1. G.C., propose opposizione avverso l’ordinanza con
la quale, nella qualità di legale rappresentante della G.C. s.r.l., gli venne
ingiunto il pagamento della somma di € 6.750,00 oltre spese di notifica per la
violazione dell’art. 3 del d.L.
n. 12 del 2002 conv. in legge n. 73 del 2002
– nel testo modificato dall’art. 36
bis comma 7 lett. a) del d.l. n. 223 del 2006 convertito nella legge n. 248 del 2006 – in relazione all’omessa
iscrizione nelle scritture obbligatorie della lavoratrice M.D.B. impiegata nel
periodo dal 27 marzo al 23 aprile 2007 per 23 giornate lavorative.

2. Il Ministero del Lavoro e della Previdenza
sociale si costituì per resistere al ricorso ed il Tribunale accolse
l’opposizione annullando l’ingiunzione sul rilievo che l’amministrazione non
aveva offerto una prova rassicurante dell’esistenza del rapporto di lavoro nel
periodo oggetto di contestazione.

3. La Corte di appello di Catanzaro, investita del
gravame proposto dall’Amministrazione, ha ritenuto al contrario che le prove
assunte in primo grado dimostrassero l’esistenza del rapporto di lavoro in
relazione al quale le contestate mancate iscrizioni si erano verificate.
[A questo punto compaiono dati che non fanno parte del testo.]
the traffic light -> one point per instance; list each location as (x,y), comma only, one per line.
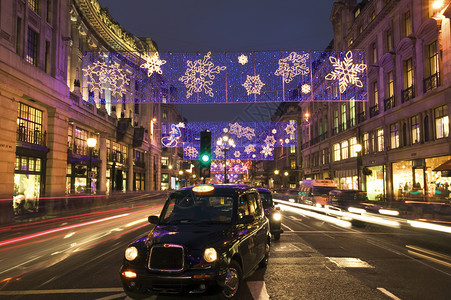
(205,153)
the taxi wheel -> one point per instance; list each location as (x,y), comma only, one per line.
(232,281)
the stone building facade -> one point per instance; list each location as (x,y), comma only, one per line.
(49,110)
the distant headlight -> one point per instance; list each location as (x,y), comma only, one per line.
(131,253)
(277,216)
(210,255)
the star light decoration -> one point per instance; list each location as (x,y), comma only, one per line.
(199,76)
(292,66)
(153,64)
(242,59)
(103,76)
(346,71)
(191,152)
(253,84)
(249,149)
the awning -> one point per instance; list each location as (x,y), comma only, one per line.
(444,167)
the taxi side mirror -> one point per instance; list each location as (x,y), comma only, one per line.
(153,219)
(246,219)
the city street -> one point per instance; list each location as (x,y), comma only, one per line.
(79,258)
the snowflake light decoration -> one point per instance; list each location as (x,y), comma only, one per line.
(346,71)
(153,64)
(267,150)
(249,148)
(103,76)
(191,152)
(292,66)
(290,129)
(270,140)
(253,84)
(218,152)
(305,88)
(241,131)
(242,59)
(199,76)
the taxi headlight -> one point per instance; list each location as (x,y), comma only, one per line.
(210,255)
(131,253)
(277,216)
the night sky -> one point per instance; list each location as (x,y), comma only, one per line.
(227,25)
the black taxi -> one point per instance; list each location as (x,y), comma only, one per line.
(207,239)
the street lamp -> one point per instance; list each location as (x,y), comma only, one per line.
(225,144)
(92,142)
(358,150)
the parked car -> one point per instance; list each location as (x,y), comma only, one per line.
(351,200)
(207,239)
(271,212)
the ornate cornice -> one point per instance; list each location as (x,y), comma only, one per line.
(108,29)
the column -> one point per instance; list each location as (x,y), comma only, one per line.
(103,163)
(130,158)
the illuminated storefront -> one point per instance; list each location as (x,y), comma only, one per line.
(421,179)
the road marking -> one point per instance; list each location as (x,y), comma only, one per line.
(349,262)
(62,291)
(121,295)
(258,290)
(387,293)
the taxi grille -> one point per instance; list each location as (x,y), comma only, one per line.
(166,257)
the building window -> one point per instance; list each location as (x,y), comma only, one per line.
(394,136)
(441,122)
(336,152)
(406,24)
(366,143)
(353,142)
(343,117)
(344,150)
(34,5)
(380,139)
(415,129)
(32,47)
(29,124)
(374,53)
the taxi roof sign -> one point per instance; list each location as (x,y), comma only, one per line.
(203,188)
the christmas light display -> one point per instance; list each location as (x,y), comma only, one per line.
(250,146)
(153,64)
(228,77)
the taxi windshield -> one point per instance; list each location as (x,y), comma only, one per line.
(197,208)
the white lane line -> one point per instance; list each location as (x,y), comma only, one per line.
(258,290)
(121,295)
(387,293)
(63,291)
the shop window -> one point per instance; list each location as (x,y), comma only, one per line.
(344,150)
(336,152)
(441,122)
(394,136)
(415,129)
(380,139)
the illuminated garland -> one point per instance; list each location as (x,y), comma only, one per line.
(228,77)
(249,145)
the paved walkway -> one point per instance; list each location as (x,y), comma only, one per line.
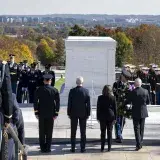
(124,151)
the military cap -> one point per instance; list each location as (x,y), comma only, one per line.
(126,74)
(11,55)
(47,76)
(157,69)
(145,68)
(33,64)
(48,65)
(25,61)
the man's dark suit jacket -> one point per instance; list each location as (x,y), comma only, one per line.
(46,102)
(139,98)
(106,108)
(79,103)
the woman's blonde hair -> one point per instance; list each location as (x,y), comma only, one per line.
(107,90)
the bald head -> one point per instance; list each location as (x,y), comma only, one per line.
(79,81)
(138,82)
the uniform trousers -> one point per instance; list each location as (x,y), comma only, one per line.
(139,130)
(119,126)
(45,132)
(31,90)
(14,87)
(104,124)
(82,124)
(19,92)
(21,134)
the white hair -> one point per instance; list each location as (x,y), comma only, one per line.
(138,82)
(79,81)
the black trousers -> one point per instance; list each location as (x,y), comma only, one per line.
(82,124)
(139,130)
(21,134)
(104,124)
(45,132)
(31,90)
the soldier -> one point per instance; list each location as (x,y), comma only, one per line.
(121,90)
(33,81)
(49,71)
(46,107)
(144,75)
(23,80)
(6,97)
(152,81)
(157,71)
(13,72)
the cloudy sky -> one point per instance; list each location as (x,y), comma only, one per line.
(80,6)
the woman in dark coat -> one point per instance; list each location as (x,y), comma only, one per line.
(106,115)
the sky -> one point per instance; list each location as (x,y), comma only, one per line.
(30,7)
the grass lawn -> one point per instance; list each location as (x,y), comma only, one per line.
(59,83)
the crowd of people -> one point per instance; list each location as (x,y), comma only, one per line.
(118,102)
(26,79)
(112,109)
(150,77)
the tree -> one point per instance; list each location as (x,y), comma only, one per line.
(124,50)
(10,45)
(60,52)
(45,52)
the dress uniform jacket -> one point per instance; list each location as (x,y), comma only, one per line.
(139,98)
(79,103)
(47,101)
(6,103)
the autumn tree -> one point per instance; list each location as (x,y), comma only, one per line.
(45,52)
(10,45)
(60,52)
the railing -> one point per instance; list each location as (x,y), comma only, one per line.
(22,155)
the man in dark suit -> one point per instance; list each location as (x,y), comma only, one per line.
(6,103)
(78,110)
(139,98)
(46,107)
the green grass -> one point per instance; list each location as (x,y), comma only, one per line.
(59,83)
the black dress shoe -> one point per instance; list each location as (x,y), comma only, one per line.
(118,140)
(48,150)
(83,150)
(138,148)
(72,150)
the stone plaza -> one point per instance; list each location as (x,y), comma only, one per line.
(61,141)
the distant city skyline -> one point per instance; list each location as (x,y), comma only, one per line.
(43,7)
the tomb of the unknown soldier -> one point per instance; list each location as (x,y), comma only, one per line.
(93,58)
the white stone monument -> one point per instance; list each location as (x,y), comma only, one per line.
(90,57)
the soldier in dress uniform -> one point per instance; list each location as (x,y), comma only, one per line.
(13,72)
(23,80)
(144,75)
(49,71)
(46,107)
(33,81)
(152,81)
(6,108)
(139,71)
(157,72)
(121,90)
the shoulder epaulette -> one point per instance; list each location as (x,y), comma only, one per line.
(4,62)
4. Il giudice di appello ha infatti ritenuto che il
verbale ispettivo, pur non costituendo una prova piena, fosse tuttavia
corroborato dalle dichiarazioni rese dalla lavoratrice e dallo stesso
opponente, tra di loro sostanzialmente conformi. Ha poi ritenuto poco credibile
che la ricorrente presenza della lavoratrice nei locali aziendali fosse
ricollegabile alla ripetuta richiesta di assunzione e non, piuttosto, alla
prestazione di attività lavorativa tanto più che la prova testimoniale non ne
aveva confermato la dedotta saltuarietà.

5. Per la cassazione della sentenza ha proposto
tempestivo ricorso G.C. che ha articolato due motivi ai quali ha opposto difese
il Ministero del Lavoro e delle Politiche Sociali con controricorso.

 

Considerato che

 

6. Con il primo motivo di ricorso è denunciata la
falsa applicazione dell’art. 115 cod. proc. civ.
in relazione all’art. 360 primo comma n. 3 cod.
proc. civ.. Sostiene il ricorrente che la Corte territoriale avrebbe
erroneamente applicato il principio di non contestazione desumendolo dalla sua
contumacia in appello. Nel rammentare quanto affermato in tema di non
contestazione da questa Corte, anche a sezioni unite, il ricorrente osserva che
era onere dell’appellante amministrazione dimostrare la fondatezza del suo
assunto, vale a dire che il rapporto con la lavoratrice si era instaurato sin
dall’inizio e non, invece, dalla data dichiarata ed ha ribadito che non era
possibile trarre elementi di convincimento dalla contumacia nel giudizio di
appello del datore di lavoro.

7. Con il secondo motivo di ricorso è denunciata la
violazione degli artt. 2697 e 2700 cod. civ. in relazione all’art. 360 primo comma n. 3 cod. proc. civ., degli artt. 115 in relazione all’art. 360 primo comma n. 4 cod. proc. civ. nonché,
in relazione all’art. 360 primo comma n. 5 cod.
proc. civ. il vizio di motivazione della sentenza. Nel suo articolato
motivo il ricorrente deduce che la Corte di merito avrebbe ritenuto raggiunta
la prova diretta della natura subordinata del rapporto di lavoro sebbene le
circostanze di fatto riportate nel verbale ispettivo non fossero state
altrimenti confermate e, pertanto, l’amministrazione non avesse adempiuto
all’onere, che su di lei incombeva, di dimostrare i fatti dedotti a sostegno
della sua pretesa.

7.1. Per altro aspetto, poi, il ricorrente deduce la
violazione dell’art. 2700 cod. civ. e dell’art. 115 cod. proc. civ. in quanto la Corte di
merito, nell’accertare l’esistenza del rapporto di lavoro, funzionale
all’ingiunzione di pagamento opposta, non poteva attribuire fede privilegiata
al verbale ispettivo con riguardo a fatti diversi da quelli avvenuti in
presenza degli ispettori. Osserva che alle dichiarazioni rese nel corso
dell’accertamento non poteva essere attribuito valore probatorio, neppure come
presunzioni, e perciò avrebbero potuto essere liberamente apprezzate
nell’ambito del contesto probatorio complessivo.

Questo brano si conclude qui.